A l'évidence, Le Déluge de Stephen Markley (ouvrage lu en service de presse) s'inscrit dans ce que Milan Kundera considère (dans L'Art du roman, page 39) comme la troisième voie du roman, celle qu'a ouverte Kafka en mettant en scène des personnages déterminés non plus par leurs actions (la première voie) ou leur vie intérieure (la deuxième voie), mais par des contingences purement extérieures – le monde est devenu un piège, d'où les personnages peinent à s'extirper, malgré toutes leurs actions ou leurs cogitations.

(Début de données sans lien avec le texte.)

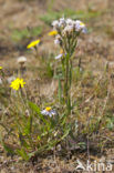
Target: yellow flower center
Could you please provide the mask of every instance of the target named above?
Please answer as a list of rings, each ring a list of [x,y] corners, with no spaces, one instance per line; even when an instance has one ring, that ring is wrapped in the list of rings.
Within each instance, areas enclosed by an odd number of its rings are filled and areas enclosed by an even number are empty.
[[[51,111],[51,106],[46,106],[45,110],[49,112]]]
[[[56,35],[58,34],[58,31],[51,31],[51,32],[49,32],[49,35]]]
[[[83,22],[80,23],[82,27],[85,26]]]
[[[40,40],[35,40],[35,41],[32,41],[30,44],[28,44],[28,49],[30,49],[30,48],[33,48],[33,47],[35,47],[35,45],[38,45],[40,43]]]
[[[25,82],[23,81],[23,79],[17,78],[14,81],[11,82],[10,88],[18,91],[20,88],[23,88],[24,84]]]

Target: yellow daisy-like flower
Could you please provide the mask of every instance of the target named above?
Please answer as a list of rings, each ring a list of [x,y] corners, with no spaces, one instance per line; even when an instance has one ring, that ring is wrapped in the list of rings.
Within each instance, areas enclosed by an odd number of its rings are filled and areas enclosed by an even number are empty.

Peut-on imaginer pire piège que le réchauffement climatique ? Comme le montre Stephen Markley (retrouvant tout à la fois des accents de tragédie antique, mais aussi d'histoire du futur telle que les imaginaient les auteurs de l'âge d'or de la SF, comme le Silverberg du Chemin de l'espace), ce phénomène (prévu par Svante Arrhenius dès 1896, comme le rappelle la page 171) a tout d'une mécanique fatale, signalée par de multiples tic-tac, aussi bien scientifiques que politiques :
– "la concentration de dioxyde de carbone dans l'atmosphère", qui "était autour de 280 avant la révolution industrielle", et de 350 ppm "au cours de la décennie 1990", passe de 430 ppm en 2026 (page 171, treize ans après le début du roman), à 444 ppm en 2033 (page 660) et 446 ppm en 2036 (page 817) ;
– le roman est surtout rythmé par la litanie des événements météorologiques exceptionnels, auxquels les personnages vont être confrontés dans certains des épisodes les plus marquants du livre, comme l'ouragan Alberto et la tempête de la prise de conscience en 2026, le mégafeu El Demonio en 2031, la grande crue de l'Est en 2032, la tempête de chaleur de 2034 ou l'ouragan Kate de 2039 ;
– il est tout aussi marqué par une certain nombre de faits divers, qui vont notamment perturber le jeu politique (et influencer les élections, voir ci-dessous), comme le massacre de l'Ohio River en 2030 (dont les seules victimes sont des centrales à charbon), la tuerie sur le Mall of America en 2031, la surprise de juillet en 2032, mais aussi et surtout le 31 juillet 2034 et le 15 août 2037 (deux événements majeurs du livre, que je ne détaillerai donc pas) ;
– "Au fil de décennies d'atermoiements, les politiciens et l'élite économique qui les soutient ont laissé s'enkyster la crise civilisationnelle que nous subissons aujourd'hui. Reagan, Bush, Clinton, Bush Jr. Obama, Trump, Biden, Hogan, Randall, et à présent Love : la seule chose qui rapproche ces chefs d'Etat, c'est qu'ils ne se sont pas attelés au seul dossier qui importait réellement."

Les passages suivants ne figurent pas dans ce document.